NJ Appellate Division Issues Two Pro-Defense Precedential Decisions In Two Days


In the past two days, the Appellate Division has issued two precedential decisions in criminal cases which turned on issues of statutory construction. One concerned the marital privilege statute, and the other concerned the vehicular homicide statute. Both ruled in favor of the defendants.

In the marital privilege case, the Appellate Division addressed, as an issue of “first impression,” whether “the term ‘child’ in the spousal privilege exception means an unemancipated child.” State v. Horne, ___ N.J. Super. ___, 2020 WL 1683172 (App. Div. Apr. 7, 2020). The defendant was charged with assaulting his 27-year-old stepson, and the State moved pretrial to compel the trial testimony of the defendant’s wife, who was also the stepson’s mother. Id. at *1. The trial court denied the motion, and the Appellate Division granted the State’s motion for leave to appeal but ultimately affirmed the motion’s denial by concluding that the term “child,” as used in the statute and rule bespeaking the spousal privilege exception, means an “unemancipated child,” not an “emancipated adult” who is also the son or daughter of the defendant.
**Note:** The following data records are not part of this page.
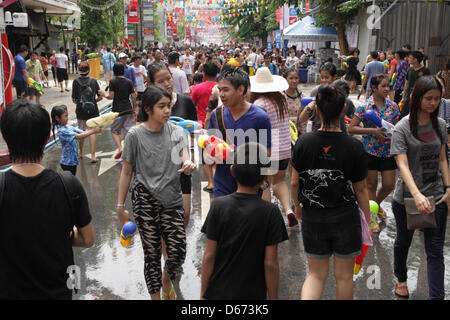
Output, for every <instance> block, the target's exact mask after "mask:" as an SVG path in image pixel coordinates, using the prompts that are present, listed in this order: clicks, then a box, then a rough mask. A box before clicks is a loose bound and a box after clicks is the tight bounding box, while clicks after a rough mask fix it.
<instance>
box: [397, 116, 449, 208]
mask: <svg viewBox="0 0 450 320" xmlns="http://www.w3.org/2000/svg"><path fill="white" fill-rule="evenodd" d="M438 120H439V128H440V130H441V133H442V138H443V141H440V140H439V137H438V135H437V134H436V132H435V130H434V129H433V125H432V124H431V121H430V122H428V123H427V124H426V125H423V126H418V128H417V135H418V137H419V138H420V140H421V141H419V140H418V139H416V138H415V137H414V136H413V135H412V133H411V129H410V124H409V119H408V117H405V118H403V119H402V120H400V121H399V123H397V125H396V126H395V128H394V132H393V134H392V146H391V154H392V155H398V154H406V155H407V157H408V166H409V169H410V171H411V174H412V176H413V178H414V182H415V183H416V185H417V187H418V188H419V190H420V192H421V193H422V194H423V195H424V196H427V197H428V196H434V198H435V200H439V199H440V198H441V197H442V196H443V195H444V186H443V182H442V175H441V171H440V168H439V159H440V154H441V147H442V145H443V144H447V140H448V139H447V134H446V133H447V129H446V125H445V121H444V120H443V119H441V118H438ZM411 197H412V195H411V193H410V192H409V190H408V187H407V186H406V184H405V183H404V182H403V179H402V176H401V175H399V176H398V179H397V183H396V184H395V190H394V196H393V198H394V200H395V201H396V202H398V203H401V204H403V198H411Z"/></svg>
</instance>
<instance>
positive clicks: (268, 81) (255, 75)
mask: <svg viewBox="0 0 450 320" xmlns="http://www.w3.org/2000/svg"><path fill="white" fill-rule="evenodd" d="M288 88H289V84H288V83H287V81H286V79H285V78H283V77H281V76H274V75H272V73H270V70H269V68H267V67H262V68H259V69H258V70H257V71H256V74H255V75H254V76H251V77H250V91H251V92H257V93H264V92H279V91H284V90H287V89H288Z"/></svg>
Id.at *2.

As codified in both N.J.S.A. 2A:84A-17(2) and N.J.R.E. 501(2), the spousal privilege provides, in pertinent part, that the “spouse … of the accused in a criminal action shall not testify in such action except to prove the fact of marriage … unless … the accused is charged with an offense against … a child of the accused or of the spouse …, or a child to whom the accused or the spouse … stands in the place of the parent ….” Id. at *1 (quoting statute). On appeal, the State argued that the “plain language of the statute and rule are clear and unambiguous: the ‘spousal privilege’ does not apply when the accused is charged with offenses against a child of the spouse,” regardless of whether that child is an unemancipated child or an emancipated adult. Id.

The Appellate Division disagreed and affirmed the denial of the State’s motion to compel the wife’s testimony about her husband’s alleged assault of their adult stepson. Focusing on the statute’s reference to “a child to whom the accused or the spouse … stands in the place of a parent,” the court found that “[s]omeone stands in the place of a parent to an unemancipated child, not an emancipated adult.” Id. at *2. The court then found that this meaning of the term “child” must also govern the statute’s prior reference to “a child of the accused or of the spouse” because “[t]he meaning of child must have the same meaning in both portions of the same section of the same statute.” Id. at *3. The court reached this conclusion even though the two statutory phrases are separated by the disjunctive term “or” and only the second phrase qualifies the term “child” with “to whom the accused or the spouse … stands in the place of a parent.” Id. at *1. The court added that “[t]he purpose of the exception is to protect children, even at the expense of marital harmony, by requiring parents to testify truthfully when called by the State in those instances where a dependent child is the victim,” but it cited for that proposition just a 1975 federal decision from the Eighth Circuit Court of Appeals. Id. at *2. (citation omitted).

In the vehicular homicide case, the defendant pled guilty under a plea agreement requiring a sentence of probation, with the State to seek 364 days of county jail time as a condition of probation and the defendant to seek noncustodial probation. State v. Pascucci, ___ N.J. Super. ___, 2020 WL 1670775 (App. Div. Apr. 6, 2020). At sentencing, the defendant admitted that he had driven drunk when he struck the victim pedestrian but argued that mitigating factor five, N.J.S.A. 2C:44-1b(5) (the victim of defendant’s conduct induced or facilitated its commission), should apply because a witness had claimed that the victim walked off a grassy median into the defendant’s traffic lane and the defendant hit her at full speed and without ever seeing her. Id. at *4. The sentencing judge disagreed, finding that the vehicular homicide statute, N.J.S.A. 2C:11-5.3d, precluded application of that mitigating factor in all cases by providing that “[i]t shall not be a defense to a prosecution under this section that the decedent contributed to his own death by reckless or negligent conduct ….” Id. Believing that “he was legally precluded from considering this evidence [of the victim’s conduct] in determining whether defendant was entitled to assert mitigating factor five,” the sentencing judge imposed 364 days of county jail time. Id. at *5.

The Appellate Division disagreed with the sentencing judge’s construction of the vehicular homicide statute. The court concluded that “[a] plain reading of the text in N.J.S.A. 2C:11-5.3d shows the Legislature intended to preclude a defendant from presenting evidence of the victim’s conduct as an affirmative defense in the prosecution of this offense,” not in support of mitigating factors at sentencing. Id. at *4. Because “[t]he judge erroneously construed the language in N.J.S.A. 2C:11-5.3d to preclude him from considering whether the victim’s conduct induced or facilitated her own death, as provided in mitigating factor” five, the court reversed the sentence and remanded for resentencing. Id.

In sum, two precedential Appellate Division decisions in two days turned on issues of statutory construction in criminal cases, and both decisions ruled in favor of the defendants.